Figure 1.

Atg9 cannot get directly from the ER to the forming autophagosome. (A) Fluorescence micrographs of yeast expressing GFP-Atg9 with a C-terminal myc-tag followed by nothing or an RXR motif [KLRRRRI (Michelsen et al., 2007)]. The fusions were expressed with a TPI1 promoter from a centromeric vector and the cells also express either RFP-Ape1, or the ER protein RFP-Scs2. The RXR motif increases the amount of Atg9 in the ER and reduces that present at aggregates of mRFP-Ape1. Scale bars = 2 μm. (B) Anti-Ape1 immunoblots of lysates from wild-type cells, or from an ATG9 deletion strain transformed with either an empty plasmid, or the same GFP-Atg9 plasmids shown in A, and also one with the C-terminal myc-tag followed by a KKXX motif (SKKSL). Cells were harvested after growth in rich medium or after four hours of nitrogen starvation to induce autophagy. Attachment of the RXR motif to Atg9 blocks its activity under both conditions. (C) Anti-GFP immunoblots of lysates from cells expressing GFP-Atg8 from the ATG8 promoter on a CEN plasmid. The yeast strains are as in A and B but with the ATG9 fusions integrated into the genome.
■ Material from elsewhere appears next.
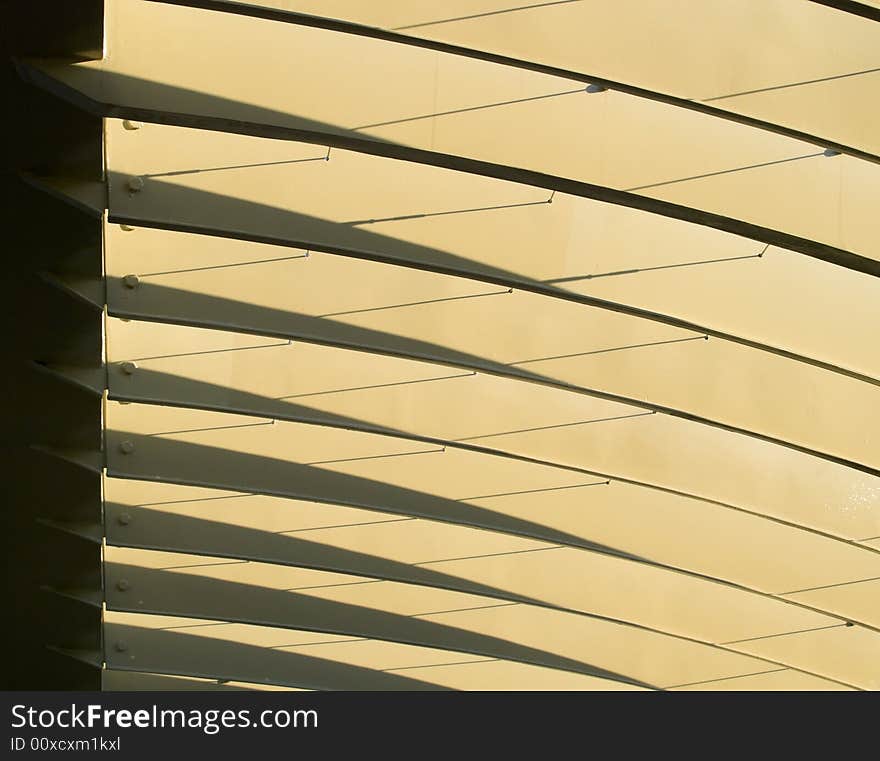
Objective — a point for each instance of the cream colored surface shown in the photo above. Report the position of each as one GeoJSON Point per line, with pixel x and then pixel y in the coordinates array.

The cells were grown to midlog phase and either harvested (0) or starved for nitrogen for 4 h. Deletion of Atg9 prevents delivery of GFP-Atg8 to the vacuole and release of free GFP. (D) Alkaline phosphatase activity in strains expressing a cytosolic form of Pho8 (Pho8Δ60) that lacks a transmembrane domain and so only becomes active upon delivery to the vacuole by bulk autophagy (Noda and Ohsumi, 1998). Strains are as in C but with PHO13 deleted and PHO8 truncated to PHO8Δ60 by integration of TDH3 promoter. Cells were grown and starved for 4 h as in C (error bars indicate SD of three independent experiments).